ThinLinc and Let's Encrypt/certbot | ThinLinc by Cendio

ThinLinc and Let's Encrypt/Certbot

This tutorial will guide you in how to get fully functional certificates from Let's Encrypt for use with ThinLinc's Web Access and Web Administration. Our goal is to avoid things looking like this for users:

We are using Red Hat Enterprise Linux 7 in this example, but most steps will be the same or similar for other distributions.
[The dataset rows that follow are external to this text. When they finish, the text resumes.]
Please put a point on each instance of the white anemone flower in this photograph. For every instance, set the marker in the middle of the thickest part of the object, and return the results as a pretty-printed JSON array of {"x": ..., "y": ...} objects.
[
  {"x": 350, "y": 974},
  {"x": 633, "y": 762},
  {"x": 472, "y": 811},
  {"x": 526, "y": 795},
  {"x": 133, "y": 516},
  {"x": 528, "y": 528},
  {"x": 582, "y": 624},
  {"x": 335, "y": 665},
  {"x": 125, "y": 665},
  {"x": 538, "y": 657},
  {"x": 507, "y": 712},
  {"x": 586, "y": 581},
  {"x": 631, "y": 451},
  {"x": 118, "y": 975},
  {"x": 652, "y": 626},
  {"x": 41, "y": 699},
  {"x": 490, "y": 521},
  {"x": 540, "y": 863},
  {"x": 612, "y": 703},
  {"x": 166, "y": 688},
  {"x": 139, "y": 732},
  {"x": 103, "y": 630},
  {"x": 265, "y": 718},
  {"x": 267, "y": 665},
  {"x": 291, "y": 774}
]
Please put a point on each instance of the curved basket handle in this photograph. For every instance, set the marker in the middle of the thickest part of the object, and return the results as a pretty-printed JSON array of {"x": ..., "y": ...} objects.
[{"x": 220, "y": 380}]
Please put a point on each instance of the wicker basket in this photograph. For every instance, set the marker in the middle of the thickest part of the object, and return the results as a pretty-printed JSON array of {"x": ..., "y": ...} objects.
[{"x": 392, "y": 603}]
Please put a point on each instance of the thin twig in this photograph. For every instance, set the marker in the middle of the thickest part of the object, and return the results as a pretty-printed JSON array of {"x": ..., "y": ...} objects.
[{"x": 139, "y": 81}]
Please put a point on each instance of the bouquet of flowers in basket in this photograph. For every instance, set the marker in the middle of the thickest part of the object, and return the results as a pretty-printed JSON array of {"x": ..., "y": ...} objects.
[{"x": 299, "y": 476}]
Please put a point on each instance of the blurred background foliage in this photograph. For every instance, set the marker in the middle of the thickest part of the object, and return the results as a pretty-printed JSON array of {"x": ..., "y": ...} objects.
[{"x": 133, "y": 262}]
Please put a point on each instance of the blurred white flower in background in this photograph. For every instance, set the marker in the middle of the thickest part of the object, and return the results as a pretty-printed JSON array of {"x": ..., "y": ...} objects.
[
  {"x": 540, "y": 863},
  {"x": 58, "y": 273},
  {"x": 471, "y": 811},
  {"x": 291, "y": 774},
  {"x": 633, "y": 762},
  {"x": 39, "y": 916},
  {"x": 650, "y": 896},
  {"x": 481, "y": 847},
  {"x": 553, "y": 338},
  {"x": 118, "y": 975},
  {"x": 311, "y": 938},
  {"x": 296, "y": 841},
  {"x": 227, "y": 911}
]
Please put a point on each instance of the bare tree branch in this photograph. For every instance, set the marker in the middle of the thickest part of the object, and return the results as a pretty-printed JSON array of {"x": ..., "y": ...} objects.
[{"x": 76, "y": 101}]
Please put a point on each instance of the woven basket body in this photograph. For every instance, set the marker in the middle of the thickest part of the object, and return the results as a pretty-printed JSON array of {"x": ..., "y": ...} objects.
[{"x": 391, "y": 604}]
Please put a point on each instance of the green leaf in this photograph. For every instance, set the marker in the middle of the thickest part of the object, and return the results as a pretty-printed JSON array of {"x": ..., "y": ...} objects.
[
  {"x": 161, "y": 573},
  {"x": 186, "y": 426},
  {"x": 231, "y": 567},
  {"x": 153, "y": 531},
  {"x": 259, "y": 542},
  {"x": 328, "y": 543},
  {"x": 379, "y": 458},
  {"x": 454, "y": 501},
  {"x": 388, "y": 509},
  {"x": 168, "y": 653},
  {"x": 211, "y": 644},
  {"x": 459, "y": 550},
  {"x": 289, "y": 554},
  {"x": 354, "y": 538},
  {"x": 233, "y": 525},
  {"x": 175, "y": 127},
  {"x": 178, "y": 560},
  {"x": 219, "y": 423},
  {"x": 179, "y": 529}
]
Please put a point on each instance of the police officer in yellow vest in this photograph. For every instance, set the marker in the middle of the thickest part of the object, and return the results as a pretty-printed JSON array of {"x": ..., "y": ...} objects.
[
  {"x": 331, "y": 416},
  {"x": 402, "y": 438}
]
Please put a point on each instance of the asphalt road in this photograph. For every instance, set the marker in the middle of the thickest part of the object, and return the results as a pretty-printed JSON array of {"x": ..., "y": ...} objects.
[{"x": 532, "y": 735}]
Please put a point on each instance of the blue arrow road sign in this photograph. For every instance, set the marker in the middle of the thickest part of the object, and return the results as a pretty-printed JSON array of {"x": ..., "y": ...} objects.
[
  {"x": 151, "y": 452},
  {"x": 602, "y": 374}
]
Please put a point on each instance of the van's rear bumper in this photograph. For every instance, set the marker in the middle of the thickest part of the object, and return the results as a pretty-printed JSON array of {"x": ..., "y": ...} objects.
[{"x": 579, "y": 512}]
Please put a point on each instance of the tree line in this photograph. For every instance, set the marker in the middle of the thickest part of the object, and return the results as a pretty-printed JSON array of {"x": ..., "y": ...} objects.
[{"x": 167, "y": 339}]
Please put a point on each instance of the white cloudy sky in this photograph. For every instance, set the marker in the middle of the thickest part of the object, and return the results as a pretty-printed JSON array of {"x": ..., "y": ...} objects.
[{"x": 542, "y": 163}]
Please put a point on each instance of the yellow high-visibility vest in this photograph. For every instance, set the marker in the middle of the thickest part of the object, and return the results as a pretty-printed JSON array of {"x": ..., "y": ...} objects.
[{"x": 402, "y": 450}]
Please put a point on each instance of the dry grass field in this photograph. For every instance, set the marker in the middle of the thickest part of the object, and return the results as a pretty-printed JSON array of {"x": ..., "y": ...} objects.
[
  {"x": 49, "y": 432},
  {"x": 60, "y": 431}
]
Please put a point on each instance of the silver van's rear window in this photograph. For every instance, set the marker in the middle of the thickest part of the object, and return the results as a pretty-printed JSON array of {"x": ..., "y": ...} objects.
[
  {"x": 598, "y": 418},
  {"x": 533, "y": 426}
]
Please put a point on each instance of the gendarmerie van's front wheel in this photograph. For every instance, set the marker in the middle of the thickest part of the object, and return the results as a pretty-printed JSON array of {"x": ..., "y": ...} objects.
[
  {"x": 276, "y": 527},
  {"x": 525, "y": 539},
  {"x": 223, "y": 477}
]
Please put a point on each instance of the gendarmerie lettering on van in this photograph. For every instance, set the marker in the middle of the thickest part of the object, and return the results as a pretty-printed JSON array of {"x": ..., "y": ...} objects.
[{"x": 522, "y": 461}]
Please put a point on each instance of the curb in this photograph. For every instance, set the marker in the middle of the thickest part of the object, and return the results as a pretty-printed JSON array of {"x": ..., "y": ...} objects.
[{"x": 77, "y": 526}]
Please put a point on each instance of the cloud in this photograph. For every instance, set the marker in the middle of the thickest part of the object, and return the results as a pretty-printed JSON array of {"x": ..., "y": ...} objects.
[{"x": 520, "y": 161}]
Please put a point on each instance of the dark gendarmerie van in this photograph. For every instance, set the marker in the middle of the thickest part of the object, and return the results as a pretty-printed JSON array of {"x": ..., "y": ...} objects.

1. The first step is installing the tool certbot, which is the most common tool used to fetch certificates from Let's Encrypt. For Red Hat Enterprise Linux 7 we can get this tool from the EPEL community repository, so the first step is enabling that:

$ sudo rpm -Uvh https://dl.fedoraproject.org/pub/epel/epel-release-latest-7.noarch.rpm

After that it is possible to install certbot using yum:

$ sudo yum install certbot

If your distribution doesn't have certbot packaged then you can download it directly from https://certbot.eff.org/.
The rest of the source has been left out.